I had a hard time figuring out the math and picturing this in my head, so I made a diagram and that solidified my understanding. I am sharing that diagram and explanation here with you.

Diagram and Explanation

Virtual Memory Allocate Page Padding Diagram

The top figure in the diagram above shows how an 18 KB allocation, starting at 0, fits into 5 4 KB pages. The virtual memory allocated for the process has access only to the 18 KB in its virtual address space which is shown in green. The extra 2 KB at the end are not accessible. 18 KB + 2 KB = 20 KB of total space that must be used for this 18 KB virtual memory allocation.

The bottom figure was the hard one for me to figure out just trying to picture it in my head. Notice that the 18 KB of allocated virtual memory starts at the 3 KB base address. So, the first 3 KB of the paged memory that will be used for this virtual memory allocation is inaccessible. 18 KB + 3 KB = 21 KB, so the end of the green 18 KB virtual memory allocation sits at the 21 KB mark. We are now into a sixth 4 KB page by 1 KB, so we waste 3 KB at the end, for a total of 6 KB inaccessible (3 KB at the beginning, 3 KB at the end). 18 KB + 6 KB = 24 KB total memory needed.

But wait! There’s more!

I did not include the following last sentence of the paragraph I quoted above:

Note that the VAD for the allocation would then also be rounded to 64 KB alignment/length, thus making the remainder of it inaccessible.
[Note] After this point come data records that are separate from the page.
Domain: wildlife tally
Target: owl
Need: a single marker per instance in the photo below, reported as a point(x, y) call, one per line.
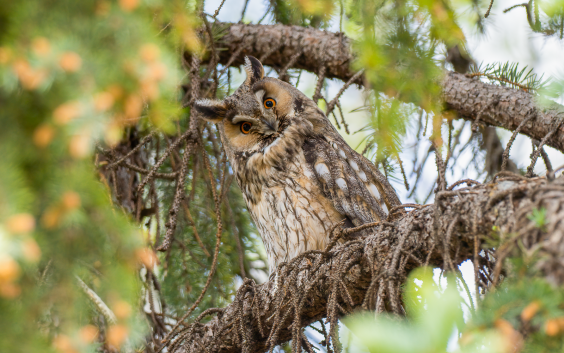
point(298, 176)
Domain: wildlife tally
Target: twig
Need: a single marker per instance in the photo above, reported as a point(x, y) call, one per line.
point(104, 309)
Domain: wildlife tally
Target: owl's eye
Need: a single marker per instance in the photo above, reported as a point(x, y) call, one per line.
point(246, 127)
point(269, 103)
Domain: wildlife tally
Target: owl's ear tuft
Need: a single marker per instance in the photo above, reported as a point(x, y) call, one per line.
point(211, 110)
point(254, 70)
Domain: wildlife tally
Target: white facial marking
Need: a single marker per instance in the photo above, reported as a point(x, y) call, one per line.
point(321, 169)
point(267, 149)
point(354, 166)
point(341, 183)
point(374, 191)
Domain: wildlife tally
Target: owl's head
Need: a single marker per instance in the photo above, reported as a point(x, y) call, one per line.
point(259, 112)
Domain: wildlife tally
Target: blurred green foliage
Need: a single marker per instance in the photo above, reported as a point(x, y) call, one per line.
point(72, 73)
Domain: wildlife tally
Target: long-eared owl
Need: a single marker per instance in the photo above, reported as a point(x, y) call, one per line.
point(298, 176)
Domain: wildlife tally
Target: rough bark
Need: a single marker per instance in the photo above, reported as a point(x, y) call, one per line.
point(498, 106)
point(369, 272)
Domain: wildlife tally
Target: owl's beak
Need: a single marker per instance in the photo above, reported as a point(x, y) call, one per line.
point(271, 123)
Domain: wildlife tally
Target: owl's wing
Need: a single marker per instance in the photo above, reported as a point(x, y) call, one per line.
point(354, 185)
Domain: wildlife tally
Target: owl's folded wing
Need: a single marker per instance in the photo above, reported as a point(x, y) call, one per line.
point(355, 186)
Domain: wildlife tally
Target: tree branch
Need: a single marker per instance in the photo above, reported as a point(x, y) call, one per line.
point(368, 272)
point(275, 44)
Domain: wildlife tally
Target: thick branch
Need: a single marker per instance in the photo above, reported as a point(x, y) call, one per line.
point(373, 269)
point(276, 44)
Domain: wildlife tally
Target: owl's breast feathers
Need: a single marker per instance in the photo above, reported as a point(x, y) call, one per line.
point(300, 186)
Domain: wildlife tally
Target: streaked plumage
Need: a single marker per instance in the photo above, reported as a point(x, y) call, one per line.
point(297, 174)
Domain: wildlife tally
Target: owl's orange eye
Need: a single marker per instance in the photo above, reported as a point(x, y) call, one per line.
point(269, 103)
point(246, 127)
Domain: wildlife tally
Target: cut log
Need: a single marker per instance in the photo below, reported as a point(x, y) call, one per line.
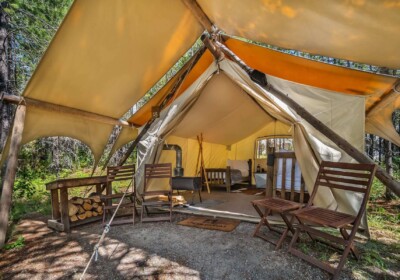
point(82, 216)
point(76, 200)
point(89, 214)
point(73, 218)
point(95, 199)
point(81, 210)
point(87, 200)
point(87, 206)
point(72, 209)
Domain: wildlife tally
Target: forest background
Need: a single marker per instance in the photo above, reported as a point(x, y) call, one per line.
point(26, 29)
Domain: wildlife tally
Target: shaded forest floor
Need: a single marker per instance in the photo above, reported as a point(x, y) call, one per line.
point(170, 251)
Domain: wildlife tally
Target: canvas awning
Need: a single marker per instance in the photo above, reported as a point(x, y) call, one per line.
point(107, 54)
point(361, 31)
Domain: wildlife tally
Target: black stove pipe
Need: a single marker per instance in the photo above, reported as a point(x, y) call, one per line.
point(178, 170)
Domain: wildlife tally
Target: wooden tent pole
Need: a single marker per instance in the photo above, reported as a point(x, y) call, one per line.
point(201, 17)
point(11, 170)
point(163, 103)
point(260, 78)
point(202, 167)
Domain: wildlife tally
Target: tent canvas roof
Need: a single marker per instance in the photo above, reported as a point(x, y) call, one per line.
point(107, 54)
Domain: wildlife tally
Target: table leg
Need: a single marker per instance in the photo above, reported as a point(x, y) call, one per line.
point(64, 209)
point(55, 205)
point(98, 189)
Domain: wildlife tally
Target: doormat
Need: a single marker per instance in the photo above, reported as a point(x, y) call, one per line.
point(211, 223)
point(253, 191)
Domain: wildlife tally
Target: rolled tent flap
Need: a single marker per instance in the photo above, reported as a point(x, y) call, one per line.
point(126, 135)
point(360, 31)
point(379, 120)
point(150, 145)
point(43, 123)
point(321, 103)
point(342, 113)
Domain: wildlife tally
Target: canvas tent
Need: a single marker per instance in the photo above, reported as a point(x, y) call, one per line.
point(107, 54)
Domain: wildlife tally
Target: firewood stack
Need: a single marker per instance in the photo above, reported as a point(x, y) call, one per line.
point(84, 208)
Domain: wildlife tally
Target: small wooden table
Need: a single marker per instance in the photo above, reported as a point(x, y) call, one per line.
point(59, 199)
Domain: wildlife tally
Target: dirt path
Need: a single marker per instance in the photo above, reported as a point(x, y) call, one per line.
point(151, 251)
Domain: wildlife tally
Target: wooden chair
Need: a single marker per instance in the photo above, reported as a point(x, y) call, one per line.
point(125, 175)
point(154, 198)
point(356, 178)
point(284, 199)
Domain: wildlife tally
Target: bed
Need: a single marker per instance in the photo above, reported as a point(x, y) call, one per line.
point(287, 176)
point(236, 172)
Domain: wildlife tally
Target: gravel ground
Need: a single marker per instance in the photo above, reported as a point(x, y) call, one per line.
point(151, 251)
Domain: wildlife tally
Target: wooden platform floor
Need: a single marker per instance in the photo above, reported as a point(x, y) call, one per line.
point(219, 203)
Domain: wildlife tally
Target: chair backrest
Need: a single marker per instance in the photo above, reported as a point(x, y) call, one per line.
point(354, 177)
point(287, 178)
point(121, 173)
point(157, 171)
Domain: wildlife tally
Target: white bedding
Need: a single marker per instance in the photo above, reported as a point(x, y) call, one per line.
point(241, 165)
point(288, 176)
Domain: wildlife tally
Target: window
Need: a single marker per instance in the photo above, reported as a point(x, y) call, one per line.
point(275, 143)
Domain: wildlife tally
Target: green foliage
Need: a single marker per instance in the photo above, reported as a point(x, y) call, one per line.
point(19, 243)
point(32, 25)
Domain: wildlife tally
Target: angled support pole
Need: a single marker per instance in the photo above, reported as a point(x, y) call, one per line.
point(260, 78)
point(11, 170)
point(162, 105)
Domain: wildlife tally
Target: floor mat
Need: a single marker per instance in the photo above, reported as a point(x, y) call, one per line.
point(253, 191)
point(211, 223)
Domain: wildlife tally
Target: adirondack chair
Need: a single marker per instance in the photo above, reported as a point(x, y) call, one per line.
point(288, 194)
point(356, 178)
point(161, 196)
point(125, 175)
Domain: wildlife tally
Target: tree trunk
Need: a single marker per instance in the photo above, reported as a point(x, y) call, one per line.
point(372, 146)
point(5, 85)
point(389, 166)
point(11, 170)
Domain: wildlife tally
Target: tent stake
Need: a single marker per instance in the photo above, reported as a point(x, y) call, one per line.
point(11, 170)
point(261, 80)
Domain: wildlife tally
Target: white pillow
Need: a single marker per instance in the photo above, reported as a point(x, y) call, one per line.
point(241, 165)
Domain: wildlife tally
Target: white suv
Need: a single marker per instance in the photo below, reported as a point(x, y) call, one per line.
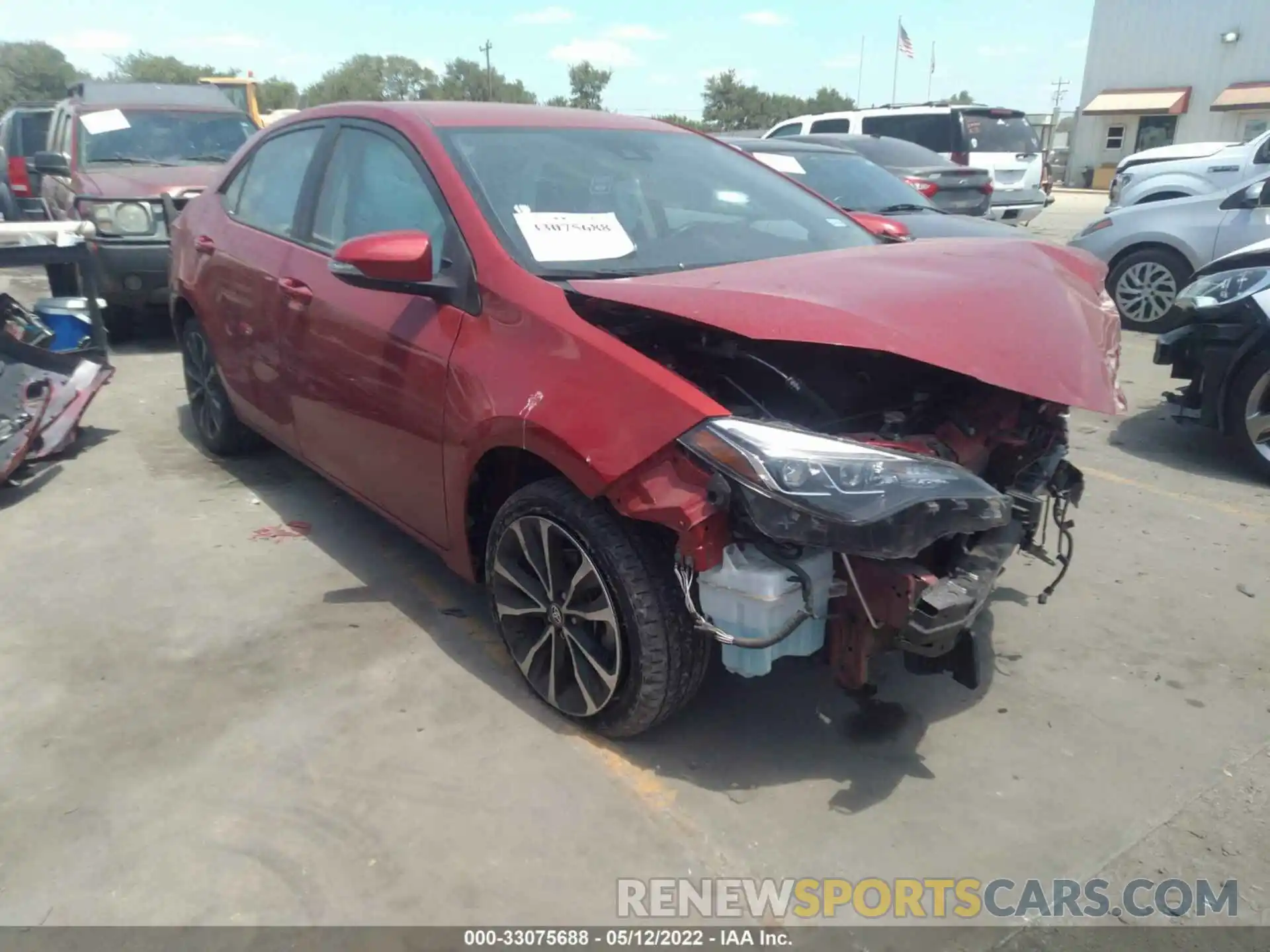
point(1001, 141)
point(1187, 169)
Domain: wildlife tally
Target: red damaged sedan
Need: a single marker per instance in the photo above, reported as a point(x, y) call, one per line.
point(652, 393)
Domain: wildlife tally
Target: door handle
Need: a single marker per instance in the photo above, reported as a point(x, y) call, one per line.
point(296, 291)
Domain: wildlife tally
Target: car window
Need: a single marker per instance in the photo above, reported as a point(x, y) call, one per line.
point(624, 202)
point(372, 186)
point(831, 126)
point(32, 132)
point(272, 183)
point(933, 131)
point(999, 131)
point(849, 180)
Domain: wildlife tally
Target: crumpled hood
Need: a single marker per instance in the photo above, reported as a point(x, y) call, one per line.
point(148, 180)
point(1021, 315)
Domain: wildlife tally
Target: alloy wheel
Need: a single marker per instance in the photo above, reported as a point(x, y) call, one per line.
point(204, 387)
point(1256, 416)
point(556, 616)
point(1146, 292)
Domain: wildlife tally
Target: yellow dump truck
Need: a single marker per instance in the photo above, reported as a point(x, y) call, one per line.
point(240, 92)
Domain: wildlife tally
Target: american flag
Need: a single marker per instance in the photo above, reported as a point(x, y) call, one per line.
point(906, 45)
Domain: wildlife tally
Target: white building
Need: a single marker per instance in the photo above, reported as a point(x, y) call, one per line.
point(1162, 71)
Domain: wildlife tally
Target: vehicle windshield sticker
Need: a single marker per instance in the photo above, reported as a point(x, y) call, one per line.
point(786, 164)
point(574, 237)
point(108, 121)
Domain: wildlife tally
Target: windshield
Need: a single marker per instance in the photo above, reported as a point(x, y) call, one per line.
point(1005, 132)
point(849, 180)
point(570, 202)
point(160, 138)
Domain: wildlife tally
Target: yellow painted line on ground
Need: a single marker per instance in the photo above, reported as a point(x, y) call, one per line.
point(1180, 496)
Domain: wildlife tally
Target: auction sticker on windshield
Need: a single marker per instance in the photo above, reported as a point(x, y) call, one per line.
point(786, 164)
point(574, 237)
point(107, 121)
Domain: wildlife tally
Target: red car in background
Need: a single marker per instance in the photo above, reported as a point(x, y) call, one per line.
point(618, 370)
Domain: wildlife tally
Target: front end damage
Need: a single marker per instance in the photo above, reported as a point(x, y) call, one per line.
point(916, 484)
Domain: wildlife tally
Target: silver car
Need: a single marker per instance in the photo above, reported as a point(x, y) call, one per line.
point(1152, 249)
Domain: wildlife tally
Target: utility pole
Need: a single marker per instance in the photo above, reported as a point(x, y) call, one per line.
point(489, 73)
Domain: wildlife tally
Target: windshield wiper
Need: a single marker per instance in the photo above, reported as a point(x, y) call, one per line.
point(910, 207)
point(130, 160)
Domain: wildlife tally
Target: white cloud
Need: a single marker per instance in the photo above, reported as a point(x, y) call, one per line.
point(95, 41)
point(239, 41)
point(765, 18)
point(548, 15)
point(634, 31)
point(1001, 52)
point(603, 52)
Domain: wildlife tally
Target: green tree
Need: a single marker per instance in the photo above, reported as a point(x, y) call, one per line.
point(33, 71)
point(375, 79)
point(468, 80)
point(277, 93)
point(151, 67)
point(587, 85)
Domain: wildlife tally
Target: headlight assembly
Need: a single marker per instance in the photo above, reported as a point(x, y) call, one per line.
point(1224, 288)
point(841, 494)
point(118, 219)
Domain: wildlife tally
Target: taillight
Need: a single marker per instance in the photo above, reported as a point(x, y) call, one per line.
point(18, 178)
point(925, 186)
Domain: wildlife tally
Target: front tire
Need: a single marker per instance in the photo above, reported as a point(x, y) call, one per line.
point(589, 610)
point(1249, 412)
point(218, 426)
point(1144, 286)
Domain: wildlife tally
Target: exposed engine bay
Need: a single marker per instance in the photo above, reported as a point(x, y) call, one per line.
point(913, 483)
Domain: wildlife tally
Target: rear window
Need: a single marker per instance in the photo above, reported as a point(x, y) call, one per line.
point(999, 131)
point(33, 132)
point(831, 126)
point(897, 153)
point(933, 131)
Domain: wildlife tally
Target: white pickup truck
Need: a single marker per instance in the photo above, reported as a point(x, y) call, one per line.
point(1187, 169)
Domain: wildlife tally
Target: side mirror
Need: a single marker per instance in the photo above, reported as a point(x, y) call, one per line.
point(388, 258)
point(880, 226)
point(51, 163)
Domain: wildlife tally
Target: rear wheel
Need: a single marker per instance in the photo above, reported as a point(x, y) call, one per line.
point(1250, 411)
point(219, 428)
point(589, 610)
point(1144, 286)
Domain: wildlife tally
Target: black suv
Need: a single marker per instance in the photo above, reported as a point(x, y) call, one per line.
point(23, 132)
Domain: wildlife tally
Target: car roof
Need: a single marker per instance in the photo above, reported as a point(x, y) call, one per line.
point(197, 95)
point(786, 143)
point(451, 113)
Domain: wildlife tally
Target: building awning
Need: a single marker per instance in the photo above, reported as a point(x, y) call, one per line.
point(1242, 95)
point(1140, 102)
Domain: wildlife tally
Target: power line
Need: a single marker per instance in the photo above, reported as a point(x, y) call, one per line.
point(489, 73)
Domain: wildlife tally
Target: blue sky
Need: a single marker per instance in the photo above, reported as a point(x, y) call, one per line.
point(659, 50)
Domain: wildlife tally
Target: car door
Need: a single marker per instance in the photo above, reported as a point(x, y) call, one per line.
point(370, 366)
point(1242, 226)
point(247, 244)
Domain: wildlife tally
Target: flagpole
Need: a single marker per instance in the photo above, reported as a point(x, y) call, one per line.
point(860, 81)
point(894, 75)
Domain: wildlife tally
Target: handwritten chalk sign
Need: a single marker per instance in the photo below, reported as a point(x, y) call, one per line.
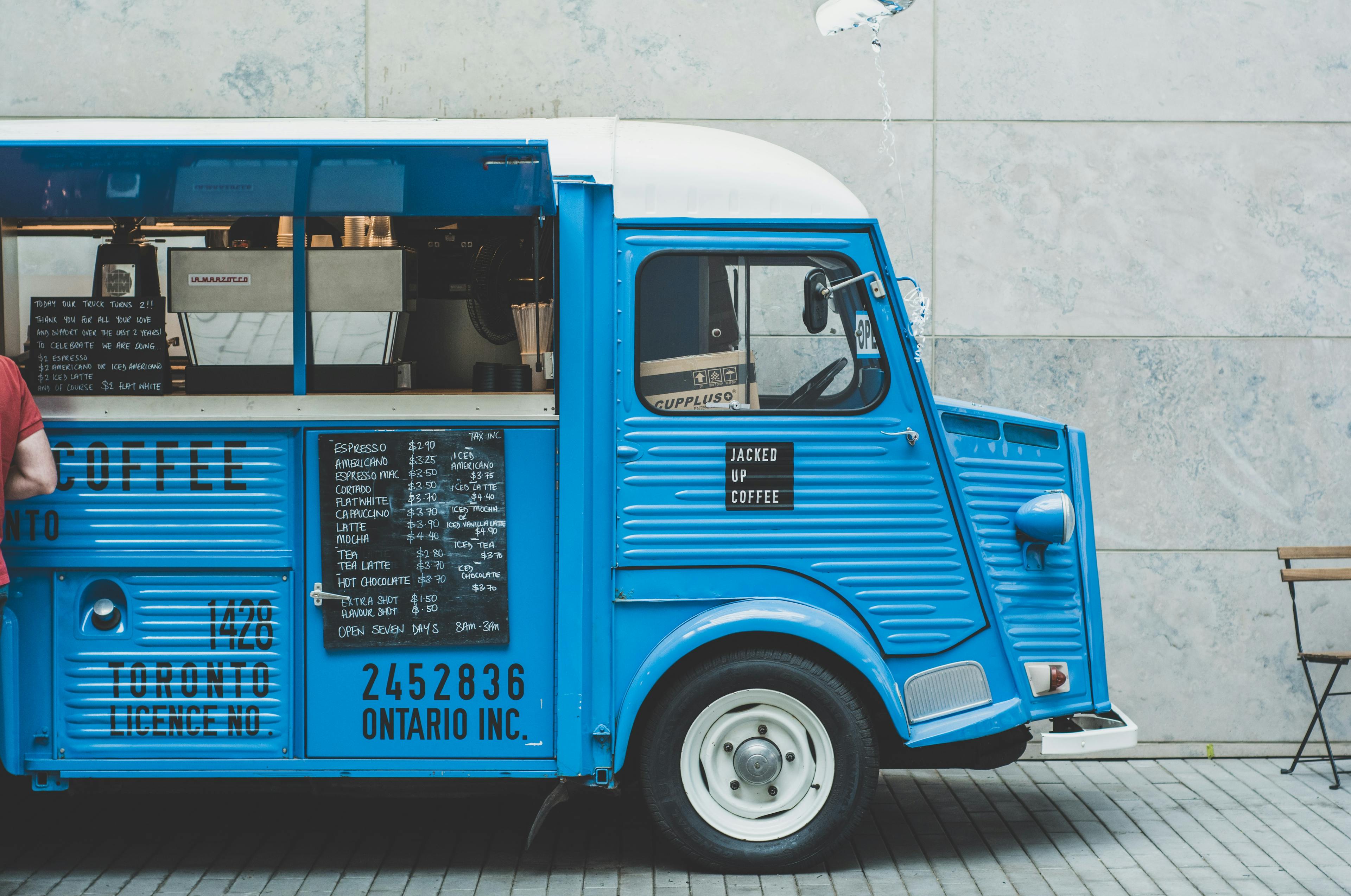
point(414, 536)
point(98, 347)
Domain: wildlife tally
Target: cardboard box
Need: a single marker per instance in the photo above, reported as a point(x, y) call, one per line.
point(690, 383)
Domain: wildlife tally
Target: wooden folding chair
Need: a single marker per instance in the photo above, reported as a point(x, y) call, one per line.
point(1337, 659)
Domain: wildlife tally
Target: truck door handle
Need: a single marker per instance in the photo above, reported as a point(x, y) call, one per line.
point(319, 595)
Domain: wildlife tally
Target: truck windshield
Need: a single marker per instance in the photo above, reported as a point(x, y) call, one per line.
point(726, 333)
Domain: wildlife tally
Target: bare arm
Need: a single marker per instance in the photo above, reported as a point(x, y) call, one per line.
point(33, 469)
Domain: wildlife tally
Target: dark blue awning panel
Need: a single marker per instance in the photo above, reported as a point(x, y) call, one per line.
point(98, 180)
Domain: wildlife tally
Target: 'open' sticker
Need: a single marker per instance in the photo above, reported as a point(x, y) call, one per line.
point(865, 341)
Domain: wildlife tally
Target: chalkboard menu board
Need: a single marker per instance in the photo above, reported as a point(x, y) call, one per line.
point(414, 537)
point(98, 347)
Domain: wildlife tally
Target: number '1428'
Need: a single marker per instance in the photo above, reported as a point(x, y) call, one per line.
point(244, 626)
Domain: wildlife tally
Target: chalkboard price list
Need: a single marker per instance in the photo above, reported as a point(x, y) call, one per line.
point(98, 347)
point(414, 530)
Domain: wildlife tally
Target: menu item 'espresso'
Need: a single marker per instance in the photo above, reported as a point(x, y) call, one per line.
point(414, 534)
point(98, 347)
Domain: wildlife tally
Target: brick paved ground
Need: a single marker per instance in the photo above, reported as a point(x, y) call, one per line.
point(1035, 829)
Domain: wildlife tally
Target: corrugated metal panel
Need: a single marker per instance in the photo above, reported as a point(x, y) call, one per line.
point(172, 490)
point(1041, 613)
point(199, 667)
point(961, 686)
point(870, 520)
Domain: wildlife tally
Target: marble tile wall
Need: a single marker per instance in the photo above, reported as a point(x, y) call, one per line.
point(183, 59)
point(1129, 217)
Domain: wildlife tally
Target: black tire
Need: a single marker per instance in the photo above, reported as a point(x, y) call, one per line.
point(838, 708)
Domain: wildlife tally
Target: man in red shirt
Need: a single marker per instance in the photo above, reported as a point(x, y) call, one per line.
point(26, 464)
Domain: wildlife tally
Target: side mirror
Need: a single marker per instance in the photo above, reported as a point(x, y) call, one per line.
point(817, 295)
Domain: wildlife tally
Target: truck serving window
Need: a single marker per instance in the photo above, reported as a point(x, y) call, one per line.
point(731, 334)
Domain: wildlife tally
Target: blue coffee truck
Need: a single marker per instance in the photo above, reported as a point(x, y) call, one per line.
point(585, 451)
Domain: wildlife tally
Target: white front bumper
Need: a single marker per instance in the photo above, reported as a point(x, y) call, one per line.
point(1099, 734)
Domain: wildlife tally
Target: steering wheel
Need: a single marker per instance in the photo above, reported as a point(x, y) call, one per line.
point(814, 388)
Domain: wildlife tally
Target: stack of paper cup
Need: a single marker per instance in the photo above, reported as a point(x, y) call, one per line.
point(535, 332)
point(355, 230)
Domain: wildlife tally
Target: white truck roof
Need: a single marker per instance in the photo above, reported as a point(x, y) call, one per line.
point(657, 170)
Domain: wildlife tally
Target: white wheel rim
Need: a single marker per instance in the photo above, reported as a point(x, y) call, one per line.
point(751, 811)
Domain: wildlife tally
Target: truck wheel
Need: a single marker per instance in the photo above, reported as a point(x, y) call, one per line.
point(759, 760)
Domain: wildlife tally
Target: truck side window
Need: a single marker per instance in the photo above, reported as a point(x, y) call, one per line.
point(726, 334)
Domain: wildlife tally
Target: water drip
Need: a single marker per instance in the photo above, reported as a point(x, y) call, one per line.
point(916, 303)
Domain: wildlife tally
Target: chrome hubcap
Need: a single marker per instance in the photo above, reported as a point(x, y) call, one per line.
point(757, 761)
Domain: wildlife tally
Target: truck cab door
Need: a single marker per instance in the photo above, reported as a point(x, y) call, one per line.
point(756, 430)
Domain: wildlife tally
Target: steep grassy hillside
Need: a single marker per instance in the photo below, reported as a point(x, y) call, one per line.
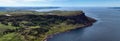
point(38, 26)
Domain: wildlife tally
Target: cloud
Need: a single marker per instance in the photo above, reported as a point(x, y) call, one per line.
point(27, 2)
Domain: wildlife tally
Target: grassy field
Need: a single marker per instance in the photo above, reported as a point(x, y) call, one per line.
point(36, 26)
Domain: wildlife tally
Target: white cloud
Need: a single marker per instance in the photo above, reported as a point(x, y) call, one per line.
point(25, 2)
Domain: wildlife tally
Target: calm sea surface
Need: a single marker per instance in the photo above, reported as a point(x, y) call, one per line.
point(107, 28)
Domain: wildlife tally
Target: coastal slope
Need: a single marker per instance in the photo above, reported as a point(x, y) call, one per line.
point(39, 26)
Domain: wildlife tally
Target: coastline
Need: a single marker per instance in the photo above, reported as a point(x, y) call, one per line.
point(78, 27)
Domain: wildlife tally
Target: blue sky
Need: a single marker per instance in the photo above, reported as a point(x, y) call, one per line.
point(62, 3)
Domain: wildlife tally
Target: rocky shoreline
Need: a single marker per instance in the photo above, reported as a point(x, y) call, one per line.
point(79, 27)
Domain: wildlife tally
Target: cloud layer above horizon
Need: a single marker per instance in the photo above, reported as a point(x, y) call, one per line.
point(59, 3)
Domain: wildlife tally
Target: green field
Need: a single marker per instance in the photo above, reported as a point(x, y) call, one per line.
point(36, 26)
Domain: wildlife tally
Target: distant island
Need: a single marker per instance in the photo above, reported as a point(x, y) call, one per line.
point(38, 26)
The VAD is the Virtual Address Descriptor, where virtual address information for allocations is stored. Since the system automatically rounds many allocation sizes up to 64 KB, in reality, 64 KB - 18 KB = 46 KB would be inaccessible for those cases. In the diagram above, we would have to tack on enough 4 KB pages at the ends to reach 64 KB (maybe - see paragraph below diagram below).

This makes the entire exercise above a little more confusing. However, just note that the same two diagrams could be used with the page size left at 4 KB, a “boundary size” of 64 KB indicated by the vertical lines, and a larger allocation size to vet out running over the larger boundary sizes.

For instance, if you simply multiplied the pages sizes (which would then indicate 64 KB boundary sizes), base offsets, and allocation sizes by 16, you would have the exact same diagrams, just with larger numbers. Everything you learned from his discussion and the previous diagram easily fits, except for leaving the notation of x86 architecture page size below each figure at 4 KB:

Virtual Memory Allocate Page Padding 64 KB Diagram

In the future, as noted by the book, if the page sizes of an architecture are larger [in multiples of 2] up to 64 KB [i.e., 8 KB, 16 KB, 32 KB, 64 KB], relatively little work would need to be done to accomodate that change in those cases where memory allocations are rounded up to 64 KB boundaries by the operating system currently. This is a potential benefit of the larger boundary size.

Conclusion

There are a lot of great diagrams in the book, but not one for this, which would have helped me picture it better. So, here it is best I can do. I hope if others have difficulty picturing this without a diagram, it will help them as well.